Cette visite est le point de départ d’une collaboration protéiforme. Outre un programme de prises de vues qui excède la durée de la grève et auquel Marker associe immédiatement le cinéaste communiste Mario Marret, Besançon devient pour ces derniers le théâtre de nombreuses activités culturelles dont l’avant-première européenne de Loin du Vietnam le 18 octobre 1967 ou la deuxième Semaine de la pensée marxiste, du 7 au 10 décembre, ayant pour objet « Le cinéma et l’événement » et à laquelle participent Jean-Luc Godard, Chris Marker ou encore Mario Marret.

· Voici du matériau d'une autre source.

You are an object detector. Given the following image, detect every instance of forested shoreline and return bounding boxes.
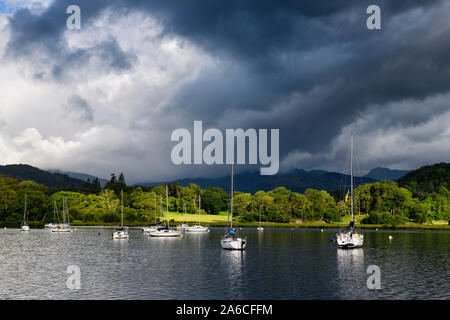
[0,164,450,227]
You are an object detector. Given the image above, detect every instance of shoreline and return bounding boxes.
[67,221,450,231]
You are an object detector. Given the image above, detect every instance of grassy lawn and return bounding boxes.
[165,212,228,224]
[68,212,450,231]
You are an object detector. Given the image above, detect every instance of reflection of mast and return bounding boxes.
[350,135,354,221]
[230,164,234,230]
[166,186,169,227]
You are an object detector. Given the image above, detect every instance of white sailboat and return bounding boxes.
[142,193,158,233]
[220,165,247,250]
[185,195,209,233]
[150,186,181,238]
[177,199,189,230]
[51,197,72,232]
[45,200,59,229]
[20,195,30,231]
[258,206,264,231]
[336,135,364,249]
[112,190,128,240]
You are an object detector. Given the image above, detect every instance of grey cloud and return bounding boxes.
[1,0,450,180]
[65,95,94,122]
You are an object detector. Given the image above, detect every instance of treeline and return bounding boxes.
[0,168,450,226]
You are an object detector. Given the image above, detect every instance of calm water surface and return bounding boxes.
[0,228,450,300]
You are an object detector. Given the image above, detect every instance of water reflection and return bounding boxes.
[336,248,367,299]
[220,249,246,299]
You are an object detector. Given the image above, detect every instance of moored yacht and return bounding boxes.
[149,186,181,238]
[20,195,30,231]
[220,164,247,250]
[185,195,209,233]
[112,190,128,240]
[51,197,73,232]
[336,135,364,249]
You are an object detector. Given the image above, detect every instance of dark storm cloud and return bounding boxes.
[65,95,94,122]
[4,0,450,175]
[6,1,136,81]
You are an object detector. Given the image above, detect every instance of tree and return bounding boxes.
[202,187,229,214]
[105,173,117,190]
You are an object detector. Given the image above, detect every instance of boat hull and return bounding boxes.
[336,233,364,249]
[184,226,209,233]
[220,238,247,250]
[150,230,181,238]
[52,228,72,232]
[112,231,129,240]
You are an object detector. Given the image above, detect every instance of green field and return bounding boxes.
[68,212,450,231]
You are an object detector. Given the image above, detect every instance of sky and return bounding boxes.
[0,0,450,183]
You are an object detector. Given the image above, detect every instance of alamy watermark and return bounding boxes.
[66,4,81,30]
[366,265,381,290]
[171,121,280,175]
[66,265,81,290]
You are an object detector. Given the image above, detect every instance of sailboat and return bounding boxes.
[20,195,30,231]
[52,197,72,232]
[142,193,158,233]
[258,206,264,231]
[177,199,189,230]
[185,195,209,232]
[150,186,181,238]
[112,190,128,239]
[220,164,247,250]
[45,200,59,229]
[336,135,364,249]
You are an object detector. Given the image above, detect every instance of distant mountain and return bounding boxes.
[398,162,450,198]
[0,164,84,187]
[138,169,376,193]
[49,170,108,188]
[365,167,409,181]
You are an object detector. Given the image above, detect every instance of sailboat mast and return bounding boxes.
[259,205,261,227]
[350,135,354,221]
[23,194,27,223]
[183,199,186,223]
[230,164,234,230]
[120,190,123,228]
[66,198,70,224]
[166,186,169,227]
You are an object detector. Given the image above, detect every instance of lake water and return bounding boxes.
[0,228,450,300]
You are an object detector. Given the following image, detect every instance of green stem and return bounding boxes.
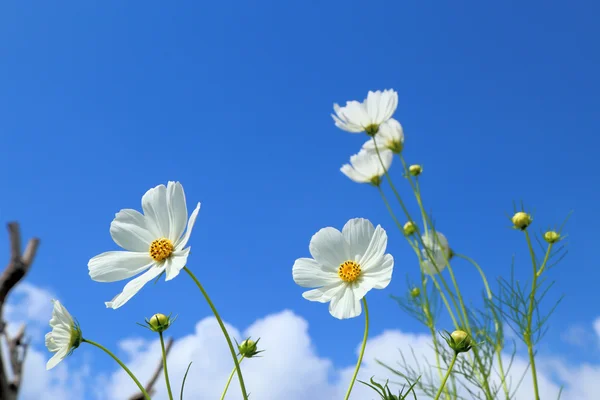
[375,147,460,329]
[221,356,244,400]
[496,348,510,400]
[378,182,459,329]
[524,231,552,400]
[158,332,173,400]
[82,339,150,400]
[344,297,369,400]
[398,155,493,399]
[434,352,458,400]
[429,324,450,399]
[183,266,248,400]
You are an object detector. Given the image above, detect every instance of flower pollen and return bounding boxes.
[338,261,361,282]
[365,124,379,136]
[150,238,174,261]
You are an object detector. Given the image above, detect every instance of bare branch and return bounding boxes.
[129,338,175,400]
[0,222,40,400]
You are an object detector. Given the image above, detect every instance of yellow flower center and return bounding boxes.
[150,238,174,261]
[338,261,361,282]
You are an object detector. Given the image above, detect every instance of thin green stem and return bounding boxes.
[398,155,493,399]
[221,356,244,400]
[375,143,460,329]
[524,231,552,400]
[82,339,150,400]
[378,187,459,329]
[434,352,458,400]
[496,347,510,400]
[183,266,248,400]
[428,324,450,399]
[344,297,369,400]
[158,332,173,400]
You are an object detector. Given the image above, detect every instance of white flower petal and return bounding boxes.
[332,101,371,133]
[302,279,345,303]
[142,185,170,239]
[357,254,394,299]
[46,349,69,371]
[341,149,394,183]
[167,182,187,243]
[308,227,354,271]
[45,299,75,369]
[88,251,155,282]
[175,203,200,250]
[110,209,157,252]
[362,118,404,152]
[329,285,362,319]
[357,225,387,272]
[292,258,341,287]
[342,218,375,261]
[105,263,165,310]
[165,247,191,281]
[45,332,60,353]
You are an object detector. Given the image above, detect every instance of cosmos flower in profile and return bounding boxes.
[88,182,200,309]
[292,218,394,319]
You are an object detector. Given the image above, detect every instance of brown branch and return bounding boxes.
[0,222,40,400]
[6,324,27,390]
[129,338,174,400]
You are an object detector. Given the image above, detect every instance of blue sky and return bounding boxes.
[0,0,600,396]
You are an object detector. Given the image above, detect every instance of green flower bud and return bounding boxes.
[544,231,560,244]
[511,211,533,231]
[410,287,421,299]
[146,314,174,333]
[446,329,472,353]
[408,164,423,176]
[238,338,264,358]
[358,377,417,400]
[402,221,417,236]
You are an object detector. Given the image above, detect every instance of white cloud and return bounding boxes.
[96,311,600,400]
[3,284,600,400]
[1,282,89,400]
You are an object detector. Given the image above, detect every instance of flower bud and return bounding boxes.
[410,287,421,299]
[512,211,533,231]
[146,314,173,333]
[544,231,560,244]
[238,338,262,358]
[445,329,472,353]
[408,164,423,176]
[403,221,417,236]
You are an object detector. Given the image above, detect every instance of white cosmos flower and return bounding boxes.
[340,149,394,185]
[363,118,404,153]
[331,89,398,135]
[46,300,83,370]
[421,232,452,275]
[88,182,200,309]
[292,218,394,319]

Si le cœur de ces rencontres semble au premier abord être l’échange autour des productions des cinéastes, il devient rapidement évident qu’elles questionnent surtout leurs relations à la classe ouvrière, comme le formule un spectateur après la projection de Loin du Vietnam :

« Est-ce qu’il y aurait les mêmes techniciens, un même groupement de l’équipe de plusieurs réalisateurs, par exemple pour un film sur la grève de la Rhodia, ou… Parce que, bien sûr, on est tous pour la paix, ça… Vous voyez ce que je veux dire, le thème du Viêt-Nam est peut-être un peu facile[8] »

De fait, le tournage d’À bientôt j’espère, dont les ambitions sont sans arrêt réévaluées au cours de sa fabrication, est le fruit d’une réflexion collective entre cinéastes, grévistes et animateurs du CCPPO[9].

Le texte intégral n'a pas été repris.